I have a love for optical illusions. Maybe it’s the fact that I like to figure things out a little – a sense of mystery behind a piece of art is a great thing. But when you add a surprise factor into it, a work of art can truly be an engaging experience.
I’ve been spotting amazing optical illusion works of art lately and these are a few that caught my eye:
What’s amazing about the Swiss artist Felice Varini is that he started creating optical illusion installation/in-situ paintings in 1979. If you think that his work is mind-boggling right now, think of how it must have looked like in the 1980s. He uses a projector and stencils to create perspective-localized paintings in rooms and other spaces. [Via]
Felice paints on architectural and urban spaces, such as buildings, walls and streets. The paintings are characterized by one vantage point from which the viewer can see the complete painting (usually a simple geometric shape such as circle, square, line), while from other view points the viewer will see ‘broken’ fragmented shapes. Varini argues that the work exists as a whole – with its complete shape as well as the fragments. “My concern,” he says “is what happens outside the vantage point of view.”
OK Go – The Writing’s on the Wall music video
With perspective as its theme (both in it’s music video and the meaning behind the song), I was glued to this music video from start to finish.
The one-take video was done on a single handheld camera, with 28 different illusions set up in the giant workspace in Brooklyn. The setup took about three weeks to build, involving over 50 people.

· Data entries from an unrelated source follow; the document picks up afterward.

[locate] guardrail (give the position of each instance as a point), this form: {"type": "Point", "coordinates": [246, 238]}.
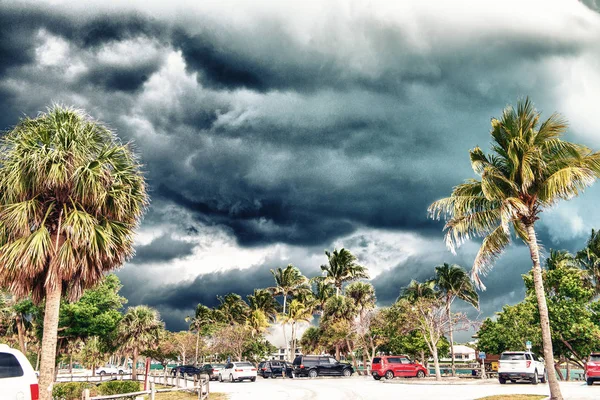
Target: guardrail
{"type": "Point", "coordinates": [202, 393]}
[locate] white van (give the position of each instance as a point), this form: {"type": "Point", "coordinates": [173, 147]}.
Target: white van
{"type": "Point", "coordinates": [18, 380]}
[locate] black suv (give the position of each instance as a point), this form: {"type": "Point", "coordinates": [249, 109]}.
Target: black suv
{"type": "Point", "coordinates": [189, 370]}
{"type": "Point", "coordinates": [313, 366]}
{"type": "Point", "coordinates": [274, 369]}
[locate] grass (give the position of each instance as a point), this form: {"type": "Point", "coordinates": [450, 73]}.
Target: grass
{"type": "Point", "coordinates": [185, 395]}
{"type": "Point", "coordinates": [514, 397]}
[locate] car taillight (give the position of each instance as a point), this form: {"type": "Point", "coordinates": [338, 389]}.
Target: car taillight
{"type": "Point", "coordinates": [35, 391]}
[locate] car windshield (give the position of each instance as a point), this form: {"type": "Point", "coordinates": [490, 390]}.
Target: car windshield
{"type": "Point", "coordinates": [512, 356]}
{"type": "Point", "coordinates": [243, 365]}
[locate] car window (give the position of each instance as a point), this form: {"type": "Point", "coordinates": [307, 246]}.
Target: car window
{"type": "Point", "coordinates": [9, 366]}
{"type": "Point", "coordinates": [512, 356]}
{"type": "Point", "coordinates": [243, 364]}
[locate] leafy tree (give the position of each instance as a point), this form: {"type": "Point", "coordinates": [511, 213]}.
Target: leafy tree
{"type": "Point", "coordinates": [71, 195]}
{"type": "Point", "coordinates": [95, 314]}
{"type": "Point", "coordinates": [342, 267]}
{"type": "Point", "coordinates": [139, 330]}
{"type": "Point", "coordinates": [589, 258]}
{"type": "Point", "coordinates": [453, 282]}
{"type": "Point", "coordinates": [92, 354]}
{"type": "Point", "coordinates": [416, 290]}
{"type": "Point", "coordinates": [531, 168]}
{"type": "Point", "coordinates": [289, 281]}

Art is when something old is made new again, and in this instance, Alexa Meade’s work of art is alive, and well, breathing. Instead of merely painting portraits onto canvas, she’s turned people into works of art by painting on them directly – I liken it to a reverse artistic take on the movie “A Scanner Darkly” (in which live actors were re-rendered in digital form to create the movie). [Via]
Ukrainian artist Oleg Shuplyak creates oil paintings that feature the portraits of famous figures hidden behind a seemingly normal scenery. It’s not hard to decipher though, and these portraits are easily recognizable – I found myself trying to piece together the entire picture after I’ve picked out the faces instead. It is during this time that I can truly appreciate his work although unseeing things can be tough! [Via]
Portland, USA-based artist and educator Damien Gilley reconfigures built environments by giving an alternate view of what could be. Empty walls (along with their fixtures) become a pathway into a whole new world; one that can be seen but never entered. His style – though simple and plays on the depth of vision created by lines – is one that offers a mysterious scaffolding to be filled in by thoughts of one’s own. [Via]
What about you? Have you seen any interesting optical illustion based art recently? Which are your favorites?